As you can see by examining the composite radar image above (click image to enlarge), two primary bands of thunderstorm activity exist at this hour across Texas. One is located from the Dallas area on Northeast into southeastern Oklahoma. The other arcs from near San Antonio through Hays County into eastern parts of Austin, then Eastward through the Bryan/College Station area.
There is some threat of hail with the storms along the Red River at the moment, but heavy rainfall is quickly becoming the main concern.
This is particularly the case with the cluster of persistent heavy rain and thunderstorm activity bounded by a line from Cameron to Franklin to Madisonville to Bryan/College Station to Caldwell and back to Cameron (within the white circle on the radar image below):
Radar estimates indicate that 5-6 inches of rain have fallen across this region in the last 2-3 hours, and rain continues to fall at a rate of 1.5-3.0 inches per hour, particularly between Franklin and Caldwell.
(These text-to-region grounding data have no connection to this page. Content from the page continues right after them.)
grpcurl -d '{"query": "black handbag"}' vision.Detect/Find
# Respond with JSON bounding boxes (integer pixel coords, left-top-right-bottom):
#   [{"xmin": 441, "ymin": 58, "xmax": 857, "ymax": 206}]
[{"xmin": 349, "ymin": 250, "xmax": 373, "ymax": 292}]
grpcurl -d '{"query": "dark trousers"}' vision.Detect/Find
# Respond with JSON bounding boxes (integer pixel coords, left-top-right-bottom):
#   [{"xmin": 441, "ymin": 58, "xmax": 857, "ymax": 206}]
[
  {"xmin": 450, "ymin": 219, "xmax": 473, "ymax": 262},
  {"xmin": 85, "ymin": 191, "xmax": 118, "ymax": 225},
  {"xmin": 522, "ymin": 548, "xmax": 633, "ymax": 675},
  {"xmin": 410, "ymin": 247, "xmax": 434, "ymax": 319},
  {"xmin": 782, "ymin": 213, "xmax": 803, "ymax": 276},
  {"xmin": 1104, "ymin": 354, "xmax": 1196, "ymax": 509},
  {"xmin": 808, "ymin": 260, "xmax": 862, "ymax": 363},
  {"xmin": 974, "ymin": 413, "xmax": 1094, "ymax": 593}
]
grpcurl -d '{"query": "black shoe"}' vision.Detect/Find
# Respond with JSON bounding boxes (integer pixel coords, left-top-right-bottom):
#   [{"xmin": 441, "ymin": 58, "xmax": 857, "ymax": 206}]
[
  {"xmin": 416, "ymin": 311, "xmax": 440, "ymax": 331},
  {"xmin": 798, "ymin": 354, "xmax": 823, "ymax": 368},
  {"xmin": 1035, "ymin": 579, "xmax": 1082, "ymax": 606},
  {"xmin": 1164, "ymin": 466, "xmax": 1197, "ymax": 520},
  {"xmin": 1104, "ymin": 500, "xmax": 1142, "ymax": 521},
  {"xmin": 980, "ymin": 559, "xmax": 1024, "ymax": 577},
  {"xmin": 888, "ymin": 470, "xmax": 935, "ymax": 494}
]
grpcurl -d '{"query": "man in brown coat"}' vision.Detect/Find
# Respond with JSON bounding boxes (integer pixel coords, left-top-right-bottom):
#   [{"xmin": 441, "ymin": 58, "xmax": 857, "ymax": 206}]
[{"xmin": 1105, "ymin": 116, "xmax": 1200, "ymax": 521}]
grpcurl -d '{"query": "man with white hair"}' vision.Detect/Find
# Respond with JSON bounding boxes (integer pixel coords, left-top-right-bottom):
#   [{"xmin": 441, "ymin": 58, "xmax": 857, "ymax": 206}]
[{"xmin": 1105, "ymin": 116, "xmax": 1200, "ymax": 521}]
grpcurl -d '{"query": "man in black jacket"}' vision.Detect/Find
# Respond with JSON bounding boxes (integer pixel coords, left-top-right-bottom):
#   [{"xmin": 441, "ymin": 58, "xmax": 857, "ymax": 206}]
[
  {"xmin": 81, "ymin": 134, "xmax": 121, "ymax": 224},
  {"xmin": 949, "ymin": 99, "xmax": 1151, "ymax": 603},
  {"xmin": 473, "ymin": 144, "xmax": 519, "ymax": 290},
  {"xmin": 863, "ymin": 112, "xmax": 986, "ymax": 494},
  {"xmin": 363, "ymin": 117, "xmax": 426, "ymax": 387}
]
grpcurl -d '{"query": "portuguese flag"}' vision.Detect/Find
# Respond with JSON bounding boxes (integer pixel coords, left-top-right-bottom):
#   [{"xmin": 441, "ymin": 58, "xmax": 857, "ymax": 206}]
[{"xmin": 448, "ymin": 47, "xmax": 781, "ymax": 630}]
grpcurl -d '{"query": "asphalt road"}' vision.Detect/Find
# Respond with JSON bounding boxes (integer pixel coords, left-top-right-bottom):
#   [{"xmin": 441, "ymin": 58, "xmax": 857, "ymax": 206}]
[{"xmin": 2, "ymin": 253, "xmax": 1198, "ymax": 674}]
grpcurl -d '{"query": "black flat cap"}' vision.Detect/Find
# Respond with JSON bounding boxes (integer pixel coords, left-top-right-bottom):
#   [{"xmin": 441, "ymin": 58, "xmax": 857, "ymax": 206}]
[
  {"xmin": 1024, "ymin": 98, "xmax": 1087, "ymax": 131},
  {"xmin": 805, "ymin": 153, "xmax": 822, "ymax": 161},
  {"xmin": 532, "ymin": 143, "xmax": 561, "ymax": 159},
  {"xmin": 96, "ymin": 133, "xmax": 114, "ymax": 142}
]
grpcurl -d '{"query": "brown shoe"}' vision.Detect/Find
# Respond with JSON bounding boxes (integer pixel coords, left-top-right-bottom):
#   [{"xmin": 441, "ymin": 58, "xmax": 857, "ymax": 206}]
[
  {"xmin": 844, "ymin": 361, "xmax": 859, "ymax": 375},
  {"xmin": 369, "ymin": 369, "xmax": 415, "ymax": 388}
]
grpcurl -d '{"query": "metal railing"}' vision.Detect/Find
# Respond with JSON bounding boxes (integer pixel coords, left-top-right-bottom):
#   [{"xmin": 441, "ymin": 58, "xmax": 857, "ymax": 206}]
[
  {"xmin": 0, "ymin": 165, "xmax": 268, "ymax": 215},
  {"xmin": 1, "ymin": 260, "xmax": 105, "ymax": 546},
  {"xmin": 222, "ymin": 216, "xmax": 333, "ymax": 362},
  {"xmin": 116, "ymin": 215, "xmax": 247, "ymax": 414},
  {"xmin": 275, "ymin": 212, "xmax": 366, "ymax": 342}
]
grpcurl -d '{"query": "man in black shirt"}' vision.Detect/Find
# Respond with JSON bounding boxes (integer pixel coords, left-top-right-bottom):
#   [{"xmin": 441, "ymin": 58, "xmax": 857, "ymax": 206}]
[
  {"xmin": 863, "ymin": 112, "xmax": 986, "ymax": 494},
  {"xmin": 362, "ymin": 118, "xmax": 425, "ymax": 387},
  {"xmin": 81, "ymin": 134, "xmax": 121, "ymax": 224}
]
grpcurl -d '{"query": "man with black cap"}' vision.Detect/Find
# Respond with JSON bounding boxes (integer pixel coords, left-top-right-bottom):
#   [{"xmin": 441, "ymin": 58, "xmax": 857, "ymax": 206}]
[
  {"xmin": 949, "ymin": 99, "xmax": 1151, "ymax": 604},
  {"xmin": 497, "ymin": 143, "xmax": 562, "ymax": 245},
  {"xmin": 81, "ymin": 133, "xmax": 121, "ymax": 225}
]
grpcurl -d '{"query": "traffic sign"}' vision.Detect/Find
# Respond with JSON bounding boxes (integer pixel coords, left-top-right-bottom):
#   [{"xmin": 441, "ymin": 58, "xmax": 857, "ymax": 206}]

Folks living in this area should move to higher ground if you live in a flood prone or low-lying area. If you must travel across this region over the next several hours, remember to never drive across a water covered road - no matter how shallow the water appears to be.
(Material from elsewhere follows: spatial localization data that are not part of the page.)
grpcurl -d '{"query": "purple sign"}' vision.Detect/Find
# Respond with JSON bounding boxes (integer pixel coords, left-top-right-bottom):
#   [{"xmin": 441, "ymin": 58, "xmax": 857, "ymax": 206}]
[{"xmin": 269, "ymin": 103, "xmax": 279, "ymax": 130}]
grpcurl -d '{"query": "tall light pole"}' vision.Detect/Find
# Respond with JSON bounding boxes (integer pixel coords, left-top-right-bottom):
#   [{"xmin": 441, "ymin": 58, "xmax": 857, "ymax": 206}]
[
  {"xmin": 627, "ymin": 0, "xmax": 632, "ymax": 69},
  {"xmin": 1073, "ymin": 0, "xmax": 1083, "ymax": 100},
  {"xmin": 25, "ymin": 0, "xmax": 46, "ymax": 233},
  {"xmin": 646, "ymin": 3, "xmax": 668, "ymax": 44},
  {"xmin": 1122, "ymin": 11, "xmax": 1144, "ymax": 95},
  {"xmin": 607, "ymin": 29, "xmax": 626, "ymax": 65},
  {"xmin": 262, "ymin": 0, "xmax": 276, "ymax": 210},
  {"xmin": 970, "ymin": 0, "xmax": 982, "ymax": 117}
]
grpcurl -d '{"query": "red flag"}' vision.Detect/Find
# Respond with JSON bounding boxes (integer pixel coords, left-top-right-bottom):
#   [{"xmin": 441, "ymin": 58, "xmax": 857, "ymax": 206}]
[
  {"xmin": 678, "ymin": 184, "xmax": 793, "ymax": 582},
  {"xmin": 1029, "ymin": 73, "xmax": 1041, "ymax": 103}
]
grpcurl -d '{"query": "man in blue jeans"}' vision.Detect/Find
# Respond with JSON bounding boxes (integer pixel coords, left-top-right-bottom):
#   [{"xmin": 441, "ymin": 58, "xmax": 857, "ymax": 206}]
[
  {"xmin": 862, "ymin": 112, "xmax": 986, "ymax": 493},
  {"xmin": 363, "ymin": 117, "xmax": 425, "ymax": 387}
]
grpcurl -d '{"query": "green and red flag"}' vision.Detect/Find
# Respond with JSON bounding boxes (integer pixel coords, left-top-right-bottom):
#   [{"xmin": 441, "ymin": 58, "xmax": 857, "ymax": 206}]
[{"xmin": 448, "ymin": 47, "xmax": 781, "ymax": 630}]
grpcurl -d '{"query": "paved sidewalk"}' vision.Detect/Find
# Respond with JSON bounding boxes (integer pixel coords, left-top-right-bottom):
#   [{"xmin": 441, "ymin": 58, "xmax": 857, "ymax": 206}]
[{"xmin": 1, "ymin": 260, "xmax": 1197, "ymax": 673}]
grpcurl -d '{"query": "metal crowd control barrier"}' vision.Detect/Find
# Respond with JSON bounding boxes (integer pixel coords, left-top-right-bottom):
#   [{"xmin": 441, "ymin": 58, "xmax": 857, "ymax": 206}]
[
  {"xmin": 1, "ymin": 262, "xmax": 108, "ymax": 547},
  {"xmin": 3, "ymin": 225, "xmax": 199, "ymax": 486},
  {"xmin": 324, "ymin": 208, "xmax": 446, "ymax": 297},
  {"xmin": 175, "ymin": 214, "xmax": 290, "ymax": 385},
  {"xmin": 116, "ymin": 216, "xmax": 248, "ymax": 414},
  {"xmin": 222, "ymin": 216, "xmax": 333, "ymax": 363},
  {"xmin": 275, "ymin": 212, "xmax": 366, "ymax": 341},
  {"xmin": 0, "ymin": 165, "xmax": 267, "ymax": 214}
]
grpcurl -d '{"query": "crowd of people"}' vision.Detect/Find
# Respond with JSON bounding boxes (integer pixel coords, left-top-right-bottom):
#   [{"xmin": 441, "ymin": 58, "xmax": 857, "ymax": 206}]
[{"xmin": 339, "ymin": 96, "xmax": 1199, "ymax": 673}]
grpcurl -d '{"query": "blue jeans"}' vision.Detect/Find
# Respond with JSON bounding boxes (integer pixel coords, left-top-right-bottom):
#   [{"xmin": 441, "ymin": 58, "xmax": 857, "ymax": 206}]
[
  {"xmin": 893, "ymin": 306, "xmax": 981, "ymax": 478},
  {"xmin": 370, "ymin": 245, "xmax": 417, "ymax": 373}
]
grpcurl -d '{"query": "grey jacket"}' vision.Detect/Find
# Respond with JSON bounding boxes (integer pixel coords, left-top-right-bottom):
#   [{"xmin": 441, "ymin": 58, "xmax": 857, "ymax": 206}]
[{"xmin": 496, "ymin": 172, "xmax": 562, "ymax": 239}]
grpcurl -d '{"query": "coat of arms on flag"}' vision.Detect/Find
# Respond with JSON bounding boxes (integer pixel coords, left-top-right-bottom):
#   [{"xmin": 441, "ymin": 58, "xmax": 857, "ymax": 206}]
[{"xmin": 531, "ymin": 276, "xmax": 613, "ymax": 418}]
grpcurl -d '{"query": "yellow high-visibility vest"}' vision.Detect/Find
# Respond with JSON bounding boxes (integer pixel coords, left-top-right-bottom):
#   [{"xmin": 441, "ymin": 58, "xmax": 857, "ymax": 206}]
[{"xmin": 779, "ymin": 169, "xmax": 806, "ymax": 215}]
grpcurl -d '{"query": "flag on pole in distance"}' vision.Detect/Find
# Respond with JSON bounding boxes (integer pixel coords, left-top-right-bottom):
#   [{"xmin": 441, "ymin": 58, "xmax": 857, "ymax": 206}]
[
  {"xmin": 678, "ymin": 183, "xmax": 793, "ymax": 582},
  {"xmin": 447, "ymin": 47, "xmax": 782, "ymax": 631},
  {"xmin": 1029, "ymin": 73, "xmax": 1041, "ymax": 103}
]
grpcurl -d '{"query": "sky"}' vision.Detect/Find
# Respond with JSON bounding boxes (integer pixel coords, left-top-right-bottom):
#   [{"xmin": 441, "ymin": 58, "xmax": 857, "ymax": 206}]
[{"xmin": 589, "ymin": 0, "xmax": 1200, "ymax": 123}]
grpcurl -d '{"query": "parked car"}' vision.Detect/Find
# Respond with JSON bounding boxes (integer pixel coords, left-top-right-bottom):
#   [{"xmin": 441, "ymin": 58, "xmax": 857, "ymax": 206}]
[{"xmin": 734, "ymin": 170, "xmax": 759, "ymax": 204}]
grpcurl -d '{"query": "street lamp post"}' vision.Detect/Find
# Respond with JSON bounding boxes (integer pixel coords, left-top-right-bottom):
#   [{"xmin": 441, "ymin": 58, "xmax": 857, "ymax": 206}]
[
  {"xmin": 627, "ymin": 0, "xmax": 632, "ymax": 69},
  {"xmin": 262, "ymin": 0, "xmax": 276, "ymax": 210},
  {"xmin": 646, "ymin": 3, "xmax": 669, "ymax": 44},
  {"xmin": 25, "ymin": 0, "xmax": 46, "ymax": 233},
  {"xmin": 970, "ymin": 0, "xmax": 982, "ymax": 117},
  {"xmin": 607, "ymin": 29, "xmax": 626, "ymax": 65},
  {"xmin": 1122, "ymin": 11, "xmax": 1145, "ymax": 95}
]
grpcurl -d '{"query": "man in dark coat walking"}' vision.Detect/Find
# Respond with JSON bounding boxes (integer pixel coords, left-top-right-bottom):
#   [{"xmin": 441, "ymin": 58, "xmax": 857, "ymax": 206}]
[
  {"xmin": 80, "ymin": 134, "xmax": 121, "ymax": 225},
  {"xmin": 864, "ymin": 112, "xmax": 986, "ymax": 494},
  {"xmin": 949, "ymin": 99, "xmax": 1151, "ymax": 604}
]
Meanwhile, further West, a cold front and dryline are advancing East / Southeastward toward the I-35 corridor at this hour:
Additional thunderstorm development is likely to take place along this boundary as it approaches the I-35 corridor from Austin through San Antonio toward Midnight.
Very heavy rainfall and dangerous lightning will be the primary severe weather threats with this activity. A few of the stronger storms may be able to briefly produce hail and/or wind gusts to near severe limits, especially in the early and middle stages of development from near Midnight through 2am CST.
Widespread rainfall of 1-2 inches can be expected, with localized amounts near 5 inches in heavy, persistent thunderstorm activity:
Once developed, this activity will likely continue Eastward into the areas already experiencing flash flooding across east-central and southeast Texas overnight, further aggravating that situation.
A Flash Flood Watch is in effect overnight for much of southcentral and portions of southeast Texas, including the Austin-San Antonio metro areas.